Farley is expected to report that Ford is seeing improvements in its automotive business, despite the chip shortages. Analysts and investors worried about the company’s ongoing performance after watching retail sales tumble sharply last month, even while competitors like General Motors and Toyota posted substantial gains. The decline largely reflected limited dealer inventories.
Nonetheless, Farley tried to put a good spin on things in Thursday’s announcement, stating that, “We’re providing customers with great value today and there’s much more on the way, because we’re executing Ford+ from strength — with iconic nameplates and leading positions with retail and commercial customers around the world, and the best financing company in our industry in Ford Credit.”

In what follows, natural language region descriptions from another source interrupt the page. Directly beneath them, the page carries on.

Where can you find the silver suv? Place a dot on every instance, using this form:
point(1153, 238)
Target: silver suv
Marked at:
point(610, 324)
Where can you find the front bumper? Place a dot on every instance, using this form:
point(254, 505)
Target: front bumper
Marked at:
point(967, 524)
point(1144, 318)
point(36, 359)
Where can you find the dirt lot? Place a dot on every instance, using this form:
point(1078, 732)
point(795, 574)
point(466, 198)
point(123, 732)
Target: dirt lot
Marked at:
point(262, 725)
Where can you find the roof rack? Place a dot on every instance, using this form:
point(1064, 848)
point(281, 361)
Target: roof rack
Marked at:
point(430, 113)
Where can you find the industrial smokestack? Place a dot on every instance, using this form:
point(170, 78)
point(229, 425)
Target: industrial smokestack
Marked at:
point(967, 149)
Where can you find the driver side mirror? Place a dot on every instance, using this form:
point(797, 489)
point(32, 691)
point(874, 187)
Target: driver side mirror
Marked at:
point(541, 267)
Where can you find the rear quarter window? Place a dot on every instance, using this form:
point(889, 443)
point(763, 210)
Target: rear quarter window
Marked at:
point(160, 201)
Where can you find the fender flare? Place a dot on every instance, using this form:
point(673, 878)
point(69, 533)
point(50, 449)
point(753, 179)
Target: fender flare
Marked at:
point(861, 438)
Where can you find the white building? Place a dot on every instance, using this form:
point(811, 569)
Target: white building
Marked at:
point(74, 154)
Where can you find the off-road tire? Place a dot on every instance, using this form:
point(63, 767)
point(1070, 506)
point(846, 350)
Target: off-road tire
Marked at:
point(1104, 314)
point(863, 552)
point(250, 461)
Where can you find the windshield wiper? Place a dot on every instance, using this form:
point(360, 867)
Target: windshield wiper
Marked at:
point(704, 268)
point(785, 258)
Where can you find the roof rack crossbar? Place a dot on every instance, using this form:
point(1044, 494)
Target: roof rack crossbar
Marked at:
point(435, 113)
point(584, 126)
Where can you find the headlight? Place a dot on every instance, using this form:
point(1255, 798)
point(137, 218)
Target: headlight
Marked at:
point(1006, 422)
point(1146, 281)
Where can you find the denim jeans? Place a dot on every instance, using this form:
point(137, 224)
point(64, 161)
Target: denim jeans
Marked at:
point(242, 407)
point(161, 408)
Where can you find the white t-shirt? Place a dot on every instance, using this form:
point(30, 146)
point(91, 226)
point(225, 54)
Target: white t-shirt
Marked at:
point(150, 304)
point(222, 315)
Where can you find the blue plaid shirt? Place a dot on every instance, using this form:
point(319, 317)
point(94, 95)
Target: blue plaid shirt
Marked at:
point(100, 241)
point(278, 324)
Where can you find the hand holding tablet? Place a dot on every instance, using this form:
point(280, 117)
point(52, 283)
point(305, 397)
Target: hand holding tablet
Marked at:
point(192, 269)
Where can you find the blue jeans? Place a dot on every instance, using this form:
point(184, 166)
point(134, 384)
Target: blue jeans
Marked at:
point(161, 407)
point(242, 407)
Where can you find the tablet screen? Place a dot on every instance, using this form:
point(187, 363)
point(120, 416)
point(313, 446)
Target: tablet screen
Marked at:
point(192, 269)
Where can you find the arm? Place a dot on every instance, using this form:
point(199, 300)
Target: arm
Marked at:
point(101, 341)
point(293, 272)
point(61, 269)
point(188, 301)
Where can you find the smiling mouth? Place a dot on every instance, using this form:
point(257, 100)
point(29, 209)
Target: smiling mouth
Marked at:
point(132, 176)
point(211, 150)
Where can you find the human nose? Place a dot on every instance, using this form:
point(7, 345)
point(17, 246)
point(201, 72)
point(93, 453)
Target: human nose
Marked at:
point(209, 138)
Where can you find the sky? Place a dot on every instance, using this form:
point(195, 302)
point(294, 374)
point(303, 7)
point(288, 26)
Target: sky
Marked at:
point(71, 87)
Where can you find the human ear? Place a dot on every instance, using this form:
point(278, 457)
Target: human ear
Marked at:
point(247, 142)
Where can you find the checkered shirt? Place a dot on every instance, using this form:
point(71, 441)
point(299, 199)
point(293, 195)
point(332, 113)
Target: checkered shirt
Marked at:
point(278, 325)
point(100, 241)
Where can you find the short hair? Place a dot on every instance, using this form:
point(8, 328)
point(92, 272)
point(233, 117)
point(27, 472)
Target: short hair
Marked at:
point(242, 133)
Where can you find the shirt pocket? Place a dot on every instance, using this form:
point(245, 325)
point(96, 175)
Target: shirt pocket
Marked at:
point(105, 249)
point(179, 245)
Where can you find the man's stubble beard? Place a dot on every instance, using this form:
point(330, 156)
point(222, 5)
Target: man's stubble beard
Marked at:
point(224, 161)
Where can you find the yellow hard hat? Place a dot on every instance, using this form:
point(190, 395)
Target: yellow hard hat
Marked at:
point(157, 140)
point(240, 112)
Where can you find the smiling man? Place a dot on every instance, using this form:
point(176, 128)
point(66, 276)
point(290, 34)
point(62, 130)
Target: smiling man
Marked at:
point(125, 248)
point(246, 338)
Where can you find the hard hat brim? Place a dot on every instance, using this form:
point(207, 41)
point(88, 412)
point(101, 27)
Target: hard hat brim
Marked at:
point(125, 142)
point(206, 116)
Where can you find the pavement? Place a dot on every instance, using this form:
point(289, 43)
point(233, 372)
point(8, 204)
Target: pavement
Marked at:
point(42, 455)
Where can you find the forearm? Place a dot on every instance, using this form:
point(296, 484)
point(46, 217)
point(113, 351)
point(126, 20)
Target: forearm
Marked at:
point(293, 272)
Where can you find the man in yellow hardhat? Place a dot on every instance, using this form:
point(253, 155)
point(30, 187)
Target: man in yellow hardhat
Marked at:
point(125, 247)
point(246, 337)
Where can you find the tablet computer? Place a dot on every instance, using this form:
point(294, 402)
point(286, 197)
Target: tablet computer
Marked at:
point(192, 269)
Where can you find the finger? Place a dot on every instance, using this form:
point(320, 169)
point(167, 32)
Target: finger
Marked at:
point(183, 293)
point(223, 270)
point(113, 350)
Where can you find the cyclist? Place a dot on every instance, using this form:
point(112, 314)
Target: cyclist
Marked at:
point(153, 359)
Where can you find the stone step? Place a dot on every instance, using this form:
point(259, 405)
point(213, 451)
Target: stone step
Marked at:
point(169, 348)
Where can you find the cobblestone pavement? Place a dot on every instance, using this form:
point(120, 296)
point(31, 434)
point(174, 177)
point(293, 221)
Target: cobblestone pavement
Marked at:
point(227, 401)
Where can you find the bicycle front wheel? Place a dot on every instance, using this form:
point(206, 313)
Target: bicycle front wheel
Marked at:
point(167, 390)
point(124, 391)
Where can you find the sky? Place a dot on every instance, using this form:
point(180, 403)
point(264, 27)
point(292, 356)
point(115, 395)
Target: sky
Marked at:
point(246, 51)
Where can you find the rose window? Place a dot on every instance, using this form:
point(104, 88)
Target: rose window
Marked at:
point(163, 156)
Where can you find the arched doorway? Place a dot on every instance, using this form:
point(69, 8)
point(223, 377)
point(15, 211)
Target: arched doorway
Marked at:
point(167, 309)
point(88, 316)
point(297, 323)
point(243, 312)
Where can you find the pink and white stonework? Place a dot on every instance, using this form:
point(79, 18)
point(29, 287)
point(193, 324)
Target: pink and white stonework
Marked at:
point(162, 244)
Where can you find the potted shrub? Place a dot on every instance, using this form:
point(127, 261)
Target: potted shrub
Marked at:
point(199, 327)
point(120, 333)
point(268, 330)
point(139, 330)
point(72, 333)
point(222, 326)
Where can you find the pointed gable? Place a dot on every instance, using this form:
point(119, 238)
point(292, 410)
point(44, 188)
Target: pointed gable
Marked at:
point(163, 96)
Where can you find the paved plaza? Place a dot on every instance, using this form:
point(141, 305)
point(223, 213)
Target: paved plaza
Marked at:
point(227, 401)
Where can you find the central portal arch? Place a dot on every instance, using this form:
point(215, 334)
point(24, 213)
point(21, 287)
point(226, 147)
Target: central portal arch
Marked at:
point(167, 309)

Strong reception for new products
There have been positive signs for the months ahead, including the strong, advance reception Ford is getting for upcoming products like the F-150 Lightning, an all-electric pickup, as well as a hybrid-powered compact pickup, the Maverick. Both models are set to reach showrooms next year. Ford has also generated strong demand with its first long-range battery-electric vehicle, the Mustang Mach-E.
The automaker recently announced plans to increase spending on EVs and autonomous vehicles to $30 billion by 2025.
Ford shares have risen sharply in recent months from a 52-week low of $5.74. They were up again following the automaker’s earnings announcement Thursday morning, hovering above the $15 mark.
The automaker’s upbeat earnings projection came a day after crosstown rival General Motors said that its EBIT-adjusted second-quarter earnings will likely come in between $8.5 billion and $9.5 billion. The largest domestic manufacturer original had forecast a figure of $5.5 billion for the period.